Time to rectify: I-5/Highway 62 proposal forced by poor planning in the past
July 28, 2000
It should come as no surprise to anyone that the traffic mess at the Interstate 5/Highway 62 interchange at Medford’s north end is bad enough that fixing it will require destruction of at least three major businesses, loss of direct access to 62 for others, and a bill totaling millions of dollars.
This is the outcome of decades of poor planning that left the interchange a bottleneck and travel on Highway 62 to White City a deadly game of bumper cars.
It is the same process that left Medford with but two I-5 interchanges — north and south — and incredibly, none close to downtown. It’s the same process that brought us the Medford viaduct, the unsightly bridge over downtown that now is proving to be an additional roadblock to realigning roads in that congested area or at either of the crowded interchanges.
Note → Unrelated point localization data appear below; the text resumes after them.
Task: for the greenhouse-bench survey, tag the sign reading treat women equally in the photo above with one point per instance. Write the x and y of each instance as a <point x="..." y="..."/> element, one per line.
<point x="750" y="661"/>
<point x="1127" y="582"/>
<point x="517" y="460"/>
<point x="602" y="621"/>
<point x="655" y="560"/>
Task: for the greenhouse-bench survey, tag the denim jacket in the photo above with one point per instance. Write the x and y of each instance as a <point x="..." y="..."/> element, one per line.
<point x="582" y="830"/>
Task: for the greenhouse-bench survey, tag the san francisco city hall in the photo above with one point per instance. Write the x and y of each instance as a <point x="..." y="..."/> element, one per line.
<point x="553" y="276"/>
The most astonishing growth has been at the confusing Highway 62 interchange. Traffic engineers have looked at 50 scenarios for realigning the interchange (yes, 50) and boiled them down to alternatives that will connect to 62 with the least business impact possible.
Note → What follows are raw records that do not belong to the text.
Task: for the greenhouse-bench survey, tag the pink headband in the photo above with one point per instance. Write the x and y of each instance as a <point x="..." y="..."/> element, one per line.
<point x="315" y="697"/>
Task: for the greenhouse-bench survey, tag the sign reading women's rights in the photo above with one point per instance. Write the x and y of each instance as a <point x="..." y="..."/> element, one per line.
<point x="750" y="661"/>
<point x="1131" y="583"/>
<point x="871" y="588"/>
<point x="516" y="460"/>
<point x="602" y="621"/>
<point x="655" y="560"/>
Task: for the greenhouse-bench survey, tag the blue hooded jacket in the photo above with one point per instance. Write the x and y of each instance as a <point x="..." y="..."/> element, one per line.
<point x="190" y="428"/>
But that may strike the death knell for Denny’s, International House of Pancakes and the Best Western Pony Soldier motel complex. That’s too bad for these longtime businesses, but the buyout compensations no doubt will be large enough to allow them to rebuild elsewhere if they desire.
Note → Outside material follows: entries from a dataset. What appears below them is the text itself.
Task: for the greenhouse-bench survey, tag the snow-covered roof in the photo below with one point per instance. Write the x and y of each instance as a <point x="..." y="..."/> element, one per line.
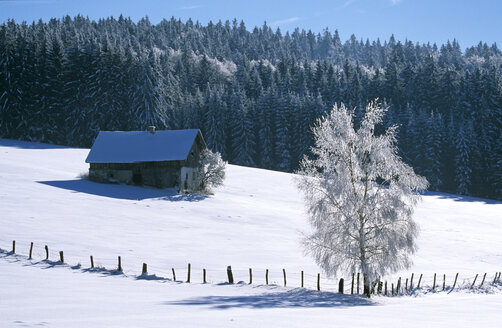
<point x="141" y="146"/>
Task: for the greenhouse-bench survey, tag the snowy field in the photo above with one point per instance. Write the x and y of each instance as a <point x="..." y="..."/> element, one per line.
<point x="254" y="221"/>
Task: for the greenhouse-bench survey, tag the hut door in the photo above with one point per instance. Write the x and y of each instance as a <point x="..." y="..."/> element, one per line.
<point x="137" y="179"/>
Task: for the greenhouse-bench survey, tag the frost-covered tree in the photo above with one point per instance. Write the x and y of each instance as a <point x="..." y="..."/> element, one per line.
<point x="211" y="171"/>
<point x="359" y="196"/>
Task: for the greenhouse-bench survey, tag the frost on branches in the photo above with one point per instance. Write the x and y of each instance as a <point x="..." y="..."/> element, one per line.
<point x="359" y="196"/>
<point x="211" y="171"/>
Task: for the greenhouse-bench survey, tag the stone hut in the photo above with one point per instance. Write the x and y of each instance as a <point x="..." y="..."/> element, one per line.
<point x="153" y="158"/>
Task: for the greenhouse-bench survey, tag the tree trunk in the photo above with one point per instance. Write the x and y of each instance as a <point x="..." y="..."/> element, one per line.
<point x="367" y="289"/>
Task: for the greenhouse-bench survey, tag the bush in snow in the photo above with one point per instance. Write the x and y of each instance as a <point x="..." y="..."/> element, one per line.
<point x="211" y="171"/>
<point x="359" y="196"/>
The trio’s access to the confusing nest of roadways that surrounds them now is bad to worse. The businesses weren’t sounding all that unhappy about the possible demolition in a recent story on the interchange plan.
Construction of the new interchange is not expected to begin until the summer of 2003, so the state and federal governments still have plenty of time to fine tune a plan that makes sense and uses the $22 million available for the interchange the best way possible.
Highway 62 is not only a necessary link to the business, industry and homes of the White City area; it also is an important connector to highways that serve Central and Eastern Oregon, as well as Crater Lake National Park and other recreation areas in the Cascades.
So fixing it up — correcting the problems created by the poor planning of the past — is necessary to the prosperity of the greater Medford area.
Let’s be sure that today’s planners don’t leave problems for tomorrow’s, as did their predecessors. Put in your 2 cents’ worth as the process continues to unfold.